« La Reprise », de Milo Rau, Gymnase du lycée Aubanel à Avignon

« La Reprise – Histoire(s) de théâtre (I) » de Milo Rau © Christophe Raynaud de Lage

Étrange réel au cœur du théâtre

Par Lorène de Bonnay
Les Trois Coups

Dans sa nouvelle création, l’artiste suisse (actuel directeur du Théâtre national de Gand) poursuit son exploration du réel et de sa représentation. « La reprise – Histoire(s) de théâtre (I) » interroge la violence d’un fait divers, le regard et l’illusion théâtrale. Un spectacle dense, catharctique, efficace.

Un soir de mai 2012, à Liège, Ishane Jarfi indique leur route à des jeunes. Rencontre fortuite et néanmoins tragique, comme celle d’Œdipe avec un vieil homme à un carrefour, sur le chemin de Corinthe, aboutissant au fameux parricide. Ishane est torturé à mort pendant des heures, par le groupe d’homophobes stupides. « Banalité du mal » absurde, insensée, traumatisante, mêlant barbarie sociale et imbécillité. Milo Rau choisit ce cas pour questionner le sens de la violence humaine, tâcher de l’adoucir et de la transformer. Mais comment faire du théâtre avec un tel matériau ?

Sociologue, journaliste, élève de Bourdieu, le metteur en scène et cinéaste a d’abord mené un travail d’enquête, comme à son habitude. Après avoir côtoyé des survivants rwandais pour Hate radio, des acteurs roumains pour les Dernières heures de Ceaucescu, ou des enfants belges pour Five easy pieces (ayant trait à l’affaire Dutrou), il a contacté les protagonistes du drame.
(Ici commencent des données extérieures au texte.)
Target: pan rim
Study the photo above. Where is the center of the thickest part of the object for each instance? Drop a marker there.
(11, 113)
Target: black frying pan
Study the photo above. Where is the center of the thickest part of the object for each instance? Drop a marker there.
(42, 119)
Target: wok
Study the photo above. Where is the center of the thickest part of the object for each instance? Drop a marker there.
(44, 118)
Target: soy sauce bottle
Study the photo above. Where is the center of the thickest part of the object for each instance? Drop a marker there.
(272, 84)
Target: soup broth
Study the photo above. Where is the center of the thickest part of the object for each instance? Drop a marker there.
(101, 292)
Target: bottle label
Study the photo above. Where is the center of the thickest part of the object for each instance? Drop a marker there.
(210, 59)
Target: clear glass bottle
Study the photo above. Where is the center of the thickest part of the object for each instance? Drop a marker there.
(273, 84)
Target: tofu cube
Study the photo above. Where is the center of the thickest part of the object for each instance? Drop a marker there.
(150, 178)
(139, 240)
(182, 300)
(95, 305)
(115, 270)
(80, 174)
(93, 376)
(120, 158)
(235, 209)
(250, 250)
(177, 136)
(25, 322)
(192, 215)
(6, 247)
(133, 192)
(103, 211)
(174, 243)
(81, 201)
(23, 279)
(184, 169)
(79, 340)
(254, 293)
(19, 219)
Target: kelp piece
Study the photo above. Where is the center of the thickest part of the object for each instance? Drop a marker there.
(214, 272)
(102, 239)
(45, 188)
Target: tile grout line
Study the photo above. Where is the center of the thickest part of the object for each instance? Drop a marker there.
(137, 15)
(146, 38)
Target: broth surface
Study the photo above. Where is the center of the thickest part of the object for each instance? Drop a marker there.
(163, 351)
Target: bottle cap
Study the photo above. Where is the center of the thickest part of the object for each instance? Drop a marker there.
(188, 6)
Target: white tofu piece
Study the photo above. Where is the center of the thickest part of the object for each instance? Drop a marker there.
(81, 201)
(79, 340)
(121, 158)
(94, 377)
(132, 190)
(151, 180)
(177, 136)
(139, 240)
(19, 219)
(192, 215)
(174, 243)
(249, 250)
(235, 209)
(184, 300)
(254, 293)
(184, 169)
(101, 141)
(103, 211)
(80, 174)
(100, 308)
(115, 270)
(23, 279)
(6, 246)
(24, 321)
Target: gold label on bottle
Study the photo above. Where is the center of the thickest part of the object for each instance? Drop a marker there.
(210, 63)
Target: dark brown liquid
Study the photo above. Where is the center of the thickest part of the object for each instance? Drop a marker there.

Les parents d’Ishane, son ex-petit ami et l’un de ses meurtriers ont participé à la création de la pièce. Déjà, leurs témoignages ont constitué des « répétitions », des remémorations subjectives, de l’événement traumatique. Des points de vue sur une vérité obscure. Certains ont aussi participé au casting des comédiens et au travail sur le plateau. Voilà qui éclaire le sens de l’expression « représentation réelle » chère à Milo Rau et son geste artistique (rappelons son engagement dans la maison de production International Institute of Political Murder).

Présence visible

Clin d’œil à Godard qui, dans ses Histoire(s) du cinéma, évoquait des histoires d’images et de montages, Histoire(s) du Théâtre (I) catalyse des questionnements sur l’acteur et la mise en scène. Comment entrer sur un plateau, être présent ? Comment le quitter ? En se passant une corde au cou (une scène marquante se réfère à une citation de Mouawad évoquant cette action radicale) ? Comment créer à partir de soi ? Comment se produit la magie théâtrale ? Quelle vérité donne-t-elle à voir ? Quels fantômes ? L’originalité du spectacle consiste justement à trouver une forme qui tresse ensemble ces problématiques avec celle de la violence – au cœur du théâtre depuis ses origines. Les comédiens, professionnels et amateurs dans la vie, interprètent des personnes passant un casting. Il s’agit de monter la tragédie d’Ishane Jarfide. Acteurs, gardienne de chiens ou magasinier se présentent, face public. Puis, on les retrouve avec les casteurs dans un film projeté sur écran et sur scène. Le décalage entre l’image filmique et celle des corps permet de mesurer l’écart entre ces deux types de représentations. Elle souligne le rôle du cadrage, la porosité entre personne et personnage, entre illusion et réalité.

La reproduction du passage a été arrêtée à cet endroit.